According to a new report by the Institute for Energy Economics and Financial Analysis (IEEFA), Bangladesh improved its energy efficiency by 13.64% in less than a decade, averaging annual gains of 1.52%. These improvements have helped cut fossil fuel import costs by an estimated US $ 3.3 billion, underscoring the growing role of efficiency as a central pillar of the country’s energy security strategy.
The report, authored by Shafiqul Alam, lead energy analyst for IEEFA South Asia, said Bangladesh is now on track to meet its 2030 energy efficiency target a year ahead of schedule, provided the current pace of progress is maintained.
Bangladesh’s energy efficiency efforts were formally structured with the launch of the Energy Efficiency and Conservation Master Plan in 2016, which established the policy and institutional framework for efficiency standards, labelling systems and industrial optimisation. However, the report noted that momentum slowed after early gains in FY17, with progress remaining uneven until FY ’21.

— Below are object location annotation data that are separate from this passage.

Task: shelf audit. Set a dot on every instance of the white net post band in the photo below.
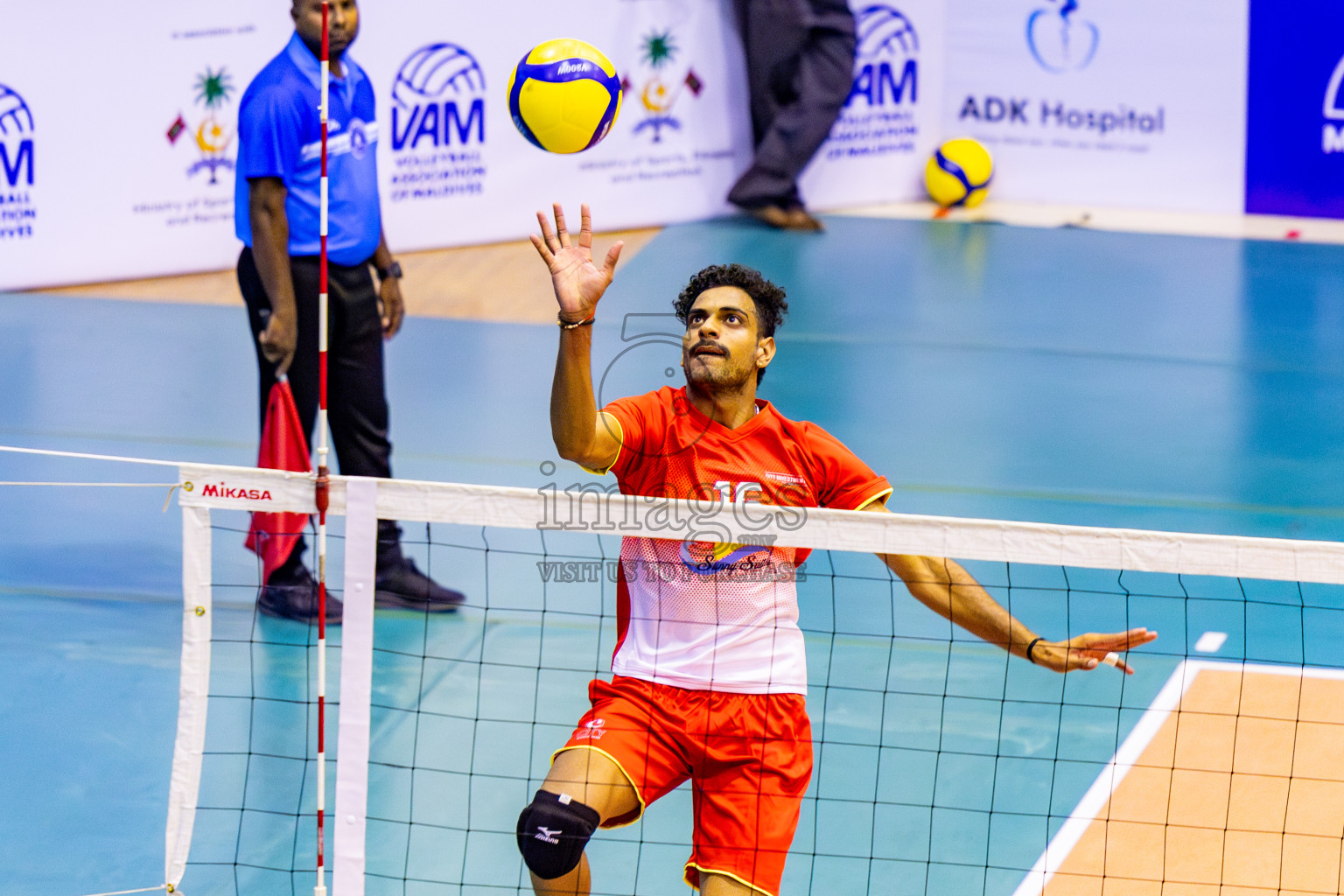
(193, 690)
(356, 682)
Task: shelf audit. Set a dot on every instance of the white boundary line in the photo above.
(1103, 788)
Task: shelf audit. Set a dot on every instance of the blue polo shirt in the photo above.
(280, 136)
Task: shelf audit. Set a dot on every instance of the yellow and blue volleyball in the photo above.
(564, 95)
(958, 173)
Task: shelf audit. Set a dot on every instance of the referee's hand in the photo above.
(278, 341)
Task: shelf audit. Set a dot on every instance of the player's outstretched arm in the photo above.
(579, 436)
(947, 589)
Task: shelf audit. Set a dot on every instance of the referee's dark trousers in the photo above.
(356, 399)
(800, 70)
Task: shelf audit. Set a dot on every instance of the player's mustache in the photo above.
(707, 343)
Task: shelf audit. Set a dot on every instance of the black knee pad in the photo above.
(553, 832)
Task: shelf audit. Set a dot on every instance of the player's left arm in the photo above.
(388, 289)
(952, 592)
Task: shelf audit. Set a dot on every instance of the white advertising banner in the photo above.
(456, 171)
(130, 124)
(118, 135)
(1116, 102)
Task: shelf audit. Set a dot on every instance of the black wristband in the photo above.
(1032, 647)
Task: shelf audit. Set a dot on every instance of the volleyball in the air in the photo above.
(564, 95)
(958, 173)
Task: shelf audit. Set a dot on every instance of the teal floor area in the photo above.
(1050, 375)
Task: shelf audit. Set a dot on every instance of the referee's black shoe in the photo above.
(292, 594)
(399, 584)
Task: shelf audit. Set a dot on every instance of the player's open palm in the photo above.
(1090, 650)
(578, 283)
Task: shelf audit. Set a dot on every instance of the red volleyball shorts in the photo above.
(747, 757)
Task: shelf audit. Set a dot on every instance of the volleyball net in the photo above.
(941, 765)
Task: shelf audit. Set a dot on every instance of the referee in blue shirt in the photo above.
(277, 216)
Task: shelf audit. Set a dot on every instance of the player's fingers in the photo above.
(612, 256)
(547, 234)
(1115, 641)
(559, 226)
(541, 248)
(584, 228)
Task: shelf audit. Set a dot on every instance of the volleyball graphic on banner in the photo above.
(958, 173)
(564, 95)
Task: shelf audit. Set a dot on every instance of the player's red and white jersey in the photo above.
(719, 612)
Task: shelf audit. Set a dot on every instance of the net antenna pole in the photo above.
(323, 496)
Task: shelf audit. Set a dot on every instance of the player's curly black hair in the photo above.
(770, 304)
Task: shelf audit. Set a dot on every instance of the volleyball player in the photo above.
(709, 675)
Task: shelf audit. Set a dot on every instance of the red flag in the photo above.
(283, 448)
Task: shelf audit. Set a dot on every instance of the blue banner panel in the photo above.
(1294, 145)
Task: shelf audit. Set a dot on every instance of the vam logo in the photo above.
(17, 147)
(886, 65)
(1332, 136)
(438, 100)
(1058, 39)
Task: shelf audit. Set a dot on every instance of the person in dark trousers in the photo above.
(800, 69)
(276, 215)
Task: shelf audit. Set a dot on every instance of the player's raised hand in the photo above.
(1090, 650)
(578, 283)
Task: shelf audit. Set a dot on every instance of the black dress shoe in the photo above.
(295, 597)
(399, 584)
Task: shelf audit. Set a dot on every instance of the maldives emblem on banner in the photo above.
(659, 83)
(211, 135)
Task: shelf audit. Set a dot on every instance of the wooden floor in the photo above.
(1239, 792)
(499, 283)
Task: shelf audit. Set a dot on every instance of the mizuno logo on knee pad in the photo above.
(553, 832)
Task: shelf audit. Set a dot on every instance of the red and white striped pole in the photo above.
(323, 476)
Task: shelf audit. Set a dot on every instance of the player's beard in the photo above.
(718, 375)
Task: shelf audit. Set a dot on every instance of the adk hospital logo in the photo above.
(879, 115)
(438, 124)
(18, 150)
(1332, 135)
(1060, 38)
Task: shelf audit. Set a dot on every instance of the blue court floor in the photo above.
(988, 371)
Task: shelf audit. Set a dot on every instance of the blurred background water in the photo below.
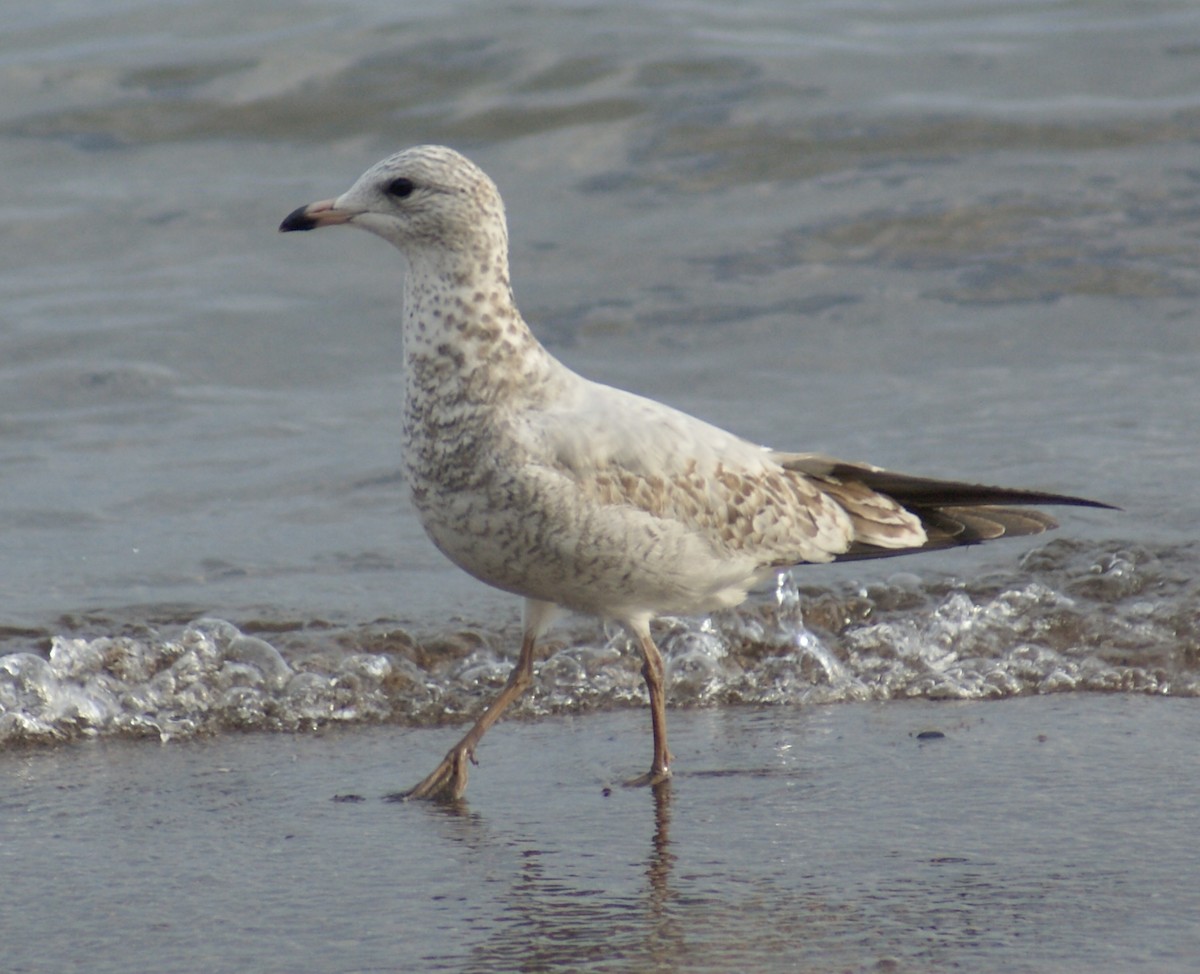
(949, 238)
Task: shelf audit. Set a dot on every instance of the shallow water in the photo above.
(1048, 834)
(953, 239)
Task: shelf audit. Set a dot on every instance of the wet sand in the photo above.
(1049, 834)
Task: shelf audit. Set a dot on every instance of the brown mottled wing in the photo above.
(951, 512)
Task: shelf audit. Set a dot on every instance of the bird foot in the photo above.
(448, 781)
(651, 779)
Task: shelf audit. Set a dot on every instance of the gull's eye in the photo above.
(400, 187)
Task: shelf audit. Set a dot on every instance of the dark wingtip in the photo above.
(298, 220)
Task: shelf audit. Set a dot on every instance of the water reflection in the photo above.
(564, 908)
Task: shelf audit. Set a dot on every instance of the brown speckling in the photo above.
(573, 493)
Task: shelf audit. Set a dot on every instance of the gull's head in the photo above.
(429, 198)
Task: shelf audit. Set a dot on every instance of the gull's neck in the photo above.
(466, 344)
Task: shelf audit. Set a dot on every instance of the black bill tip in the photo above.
(298, 220)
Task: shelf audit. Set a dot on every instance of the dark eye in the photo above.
(400, 187)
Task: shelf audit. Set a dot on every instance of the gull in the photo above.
(579, 495)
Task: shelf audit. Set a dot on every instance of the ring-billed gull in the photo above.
(579, 495)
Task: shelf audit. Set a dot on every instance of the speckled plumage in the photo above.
(580, 495)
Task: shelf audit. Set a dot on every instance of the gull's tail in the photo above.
(952, 513)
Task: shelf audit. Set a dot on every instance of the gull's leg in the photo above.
(653, 672)
(449, 779)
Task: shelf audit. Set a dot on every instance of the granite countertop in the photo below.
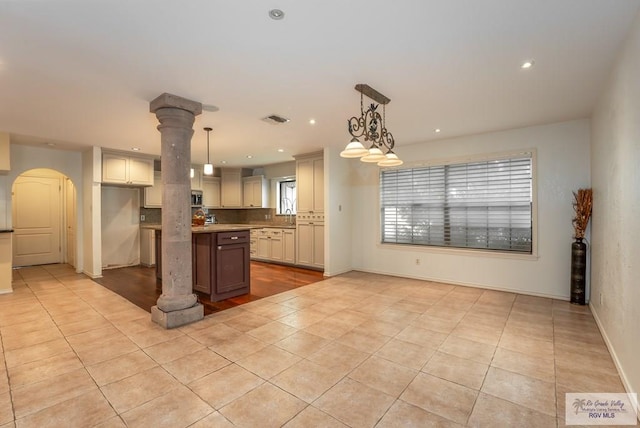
(220, 227)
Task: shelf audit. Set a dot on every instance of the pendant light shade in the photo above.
(208, 167)
(375, 155)
(391, 159)
(354, 149)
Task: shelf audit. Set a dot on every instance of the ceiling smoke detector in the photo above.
(276, 14)
(275, 119)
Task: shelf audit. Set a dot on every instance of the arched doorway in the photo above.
(44, 219)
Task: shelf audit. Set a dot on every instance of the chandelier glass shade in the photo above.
(370, 127)
(208, 167)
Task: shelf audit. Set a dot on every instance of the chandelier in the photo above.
(371, 127)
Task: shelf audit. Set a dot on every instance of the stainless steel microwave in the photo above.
(196, 198)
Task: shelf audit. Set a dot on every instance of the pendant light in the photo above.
(370, 126)
(208, 167)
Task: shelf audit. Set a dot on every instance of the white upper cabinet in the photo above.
(211, 192)
(231, 188)
(310, 184)
(153, 194)
(127, 170)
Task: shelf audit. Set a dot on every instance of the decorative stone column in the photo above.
(177, 305)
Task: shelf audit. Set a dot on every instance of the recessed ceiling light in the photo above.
(527, 64)
(210, 108)
(276, 14)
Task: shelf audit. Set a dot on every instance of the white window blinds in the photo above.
(484, 205)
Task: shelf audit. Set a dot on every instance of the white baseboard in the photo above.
(616, 361)
(468, 284)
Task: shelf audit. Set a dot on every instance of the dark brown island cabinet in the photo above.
(220, 260)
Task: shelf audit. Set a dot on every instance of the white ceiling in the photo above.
(82, 73)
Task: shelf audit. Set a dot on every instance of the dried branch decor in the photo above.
(583, 200)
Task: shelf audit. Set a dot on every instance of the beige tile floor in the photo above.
(357, 350)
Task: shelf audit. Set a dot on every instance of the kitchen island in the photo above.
(220, 259)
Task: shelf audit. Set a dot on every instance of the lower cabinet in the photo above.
(220, 263)
(275, 245)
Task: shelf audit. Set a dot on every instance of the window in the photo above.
(486, 204)
(286, 196)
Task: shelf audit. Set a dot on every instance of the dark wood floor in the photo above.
(138, 284)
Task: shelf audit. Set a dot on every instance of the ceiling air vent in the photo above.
(274, 119)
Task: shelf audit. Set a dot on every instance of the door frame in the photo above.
(51, 173)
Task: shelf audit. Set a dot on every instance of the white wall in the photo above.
(615, 163)
(120, 210)
(562, 167)
(91, 211)
(338, 213)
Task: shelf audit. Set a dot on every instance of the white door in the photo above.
(70, 210)
(37, 202)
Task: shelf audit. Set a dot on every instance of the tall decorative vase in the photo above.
(578, 271)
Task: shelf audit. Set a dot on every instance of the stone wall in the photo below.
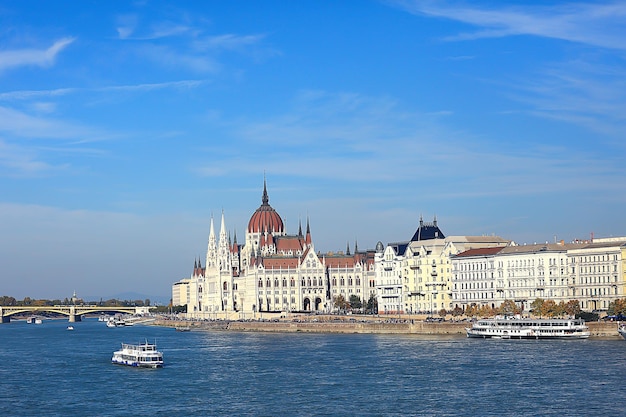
(597, 329)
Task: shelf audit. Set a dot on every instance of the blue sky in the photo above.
(124, 126)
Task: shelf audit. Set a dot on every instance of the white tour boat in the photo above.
(520, 328)
(144, 355)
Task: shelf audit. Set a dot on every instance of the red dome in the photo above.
(265, 218)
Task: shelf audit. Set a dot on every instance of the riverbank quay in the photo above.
(602, 330)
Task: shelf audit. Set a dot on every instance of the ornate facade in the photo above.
(271, 272)
(591, 272)
(415, 276)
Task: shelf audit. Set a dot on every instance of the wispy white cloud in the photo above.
(597, 24)
(36, 57)
(592, 95)
(20, 124)
(366, 140)
(35, 94)
(228, 41)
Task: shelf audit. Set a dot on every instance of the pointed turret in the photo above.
(211, 253)
(308, 232)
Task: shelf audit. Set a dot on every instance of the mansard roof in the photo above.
(289, 243)
(426, 231)
(480, 252)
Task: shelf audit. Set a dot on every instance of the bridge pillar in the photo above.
(73, 316)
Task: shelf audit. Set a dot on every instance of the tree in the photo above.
(372, 305)
(509, 308)
(471, 310)
(548, 308)
(617, 307)
(572, 307)
(340, 302)
(355, 302)
(537, 306)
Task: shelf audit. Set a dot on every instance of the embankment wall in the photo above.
(597, 329)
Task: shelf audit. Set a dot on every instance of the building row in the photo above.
(274, 271)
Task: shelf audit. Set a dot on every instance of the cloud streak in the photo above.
(594, 24)
(33, 57)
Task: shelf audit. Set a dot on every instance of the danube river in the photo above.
(46, 370)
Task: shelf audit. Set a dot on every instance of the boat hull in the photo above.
(528, 337)
(136, 364)
(507, 328)
(138, 356)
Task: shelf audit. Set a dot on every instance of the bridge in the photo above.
(74, 313)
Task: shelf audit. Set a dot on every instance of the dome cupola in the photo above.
(265, 218)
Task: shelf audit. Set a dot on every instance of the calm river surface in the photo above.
(46, 370)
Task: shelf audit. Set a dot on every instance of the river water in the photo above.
(46, 370)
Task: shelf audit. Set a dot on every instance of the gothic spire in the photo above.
(265, 199)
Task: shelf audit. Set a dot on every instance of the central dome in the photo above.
(265, 218)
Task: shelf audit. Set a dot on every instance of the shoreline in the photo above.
(598, 330)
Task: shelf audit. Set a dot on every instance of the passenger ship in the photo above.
(144, 355)
(519, 328)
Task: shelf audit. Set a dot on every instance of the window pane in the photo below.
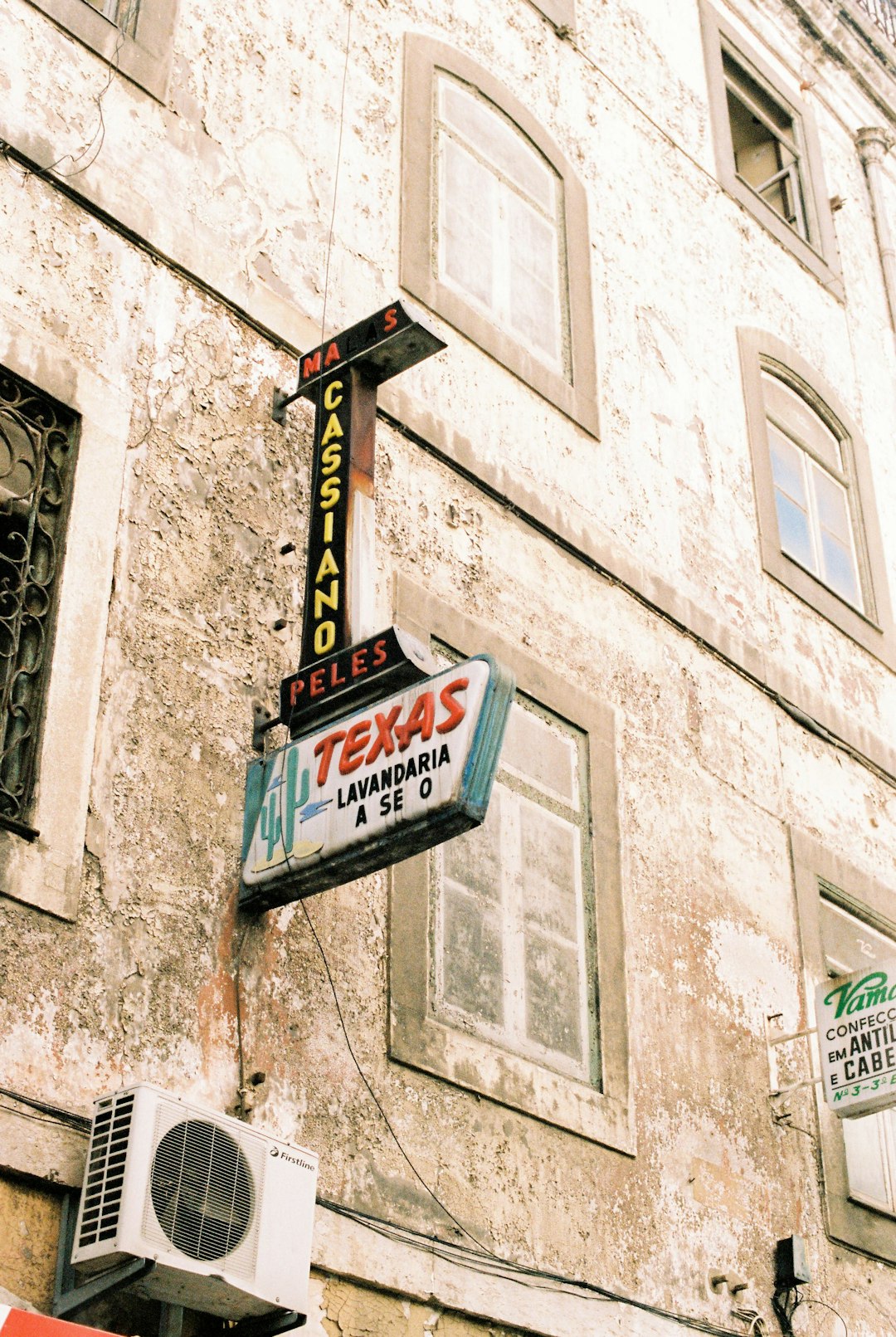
(839, 566)
(551, 871)
(850, 943)
(467, 218)
(542, 754)
(801, 422)
(472, 955)
(475, 860)
(867, 1158)
(533, 302)
(511, 945)
(553, 995)
(489, 134)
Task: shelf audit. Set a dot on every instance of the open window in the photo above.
(848, 919)
(134, 37)
(767, 149)
(494, 223)
(506, 947)
(819, 529)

A turning point came in FY ’22, when global energy price shocks and domestic supply disruptions brought efficiency to the forefront of national policy priorities. Higher tariffs exposed inefficiencies across households and industrial operations, prompting a sharper focus on reducing energy waste.
According to IEEFA estimates, by FY ’23–24 efficiency gains helped Bangladesh avoid fossil fuel consumption equivalent to 7.02 million tonnes of oil equivalent, translating into US $ 3.34 billion in avoided import costs.
For the textile and apparel sector—one of Bangladesh’s largest energy consumers—the gains are strategically significant. Energy accounts for a substantial share of production costs, particularly in spinning, dyeing, finishing and captive power generation. The report highlighted electric motor upgrades, variable speed drives, improved captive power efficiency and a shift towards electric boilers as key measures capable of delivering meaningful savings in industrial settings.
IEEFA also identified passive building design, energy-efficient machinery and robust standards and labelling regimes as critical tools for reducing long-term energy demand without compromising output. These measures are seen as particularly relevant as factories expand and modernise across Bangladesh’s industrial zones.
Beyond environmental benefits, the report framed energy efficiency as a form of economic insulation for the country, reducing exposure to volatile global fuel markets, easing balance-of-payments pressures and strengthening industrial competitiveness.
With average annual efficiency improvements holding at around 1.52%, Bangladesh is approaching a point where efficiency gains could structurally reshape energy demand growth rather than merely offset short-term shocks. As global buyers increasingly scrutinise energy use and carbon intensity across supply chains, the report suggested that Bangladesh’s progress on efficiency could also enhance its appeal in sustainability-focused export markets, especially for textiles and apparel.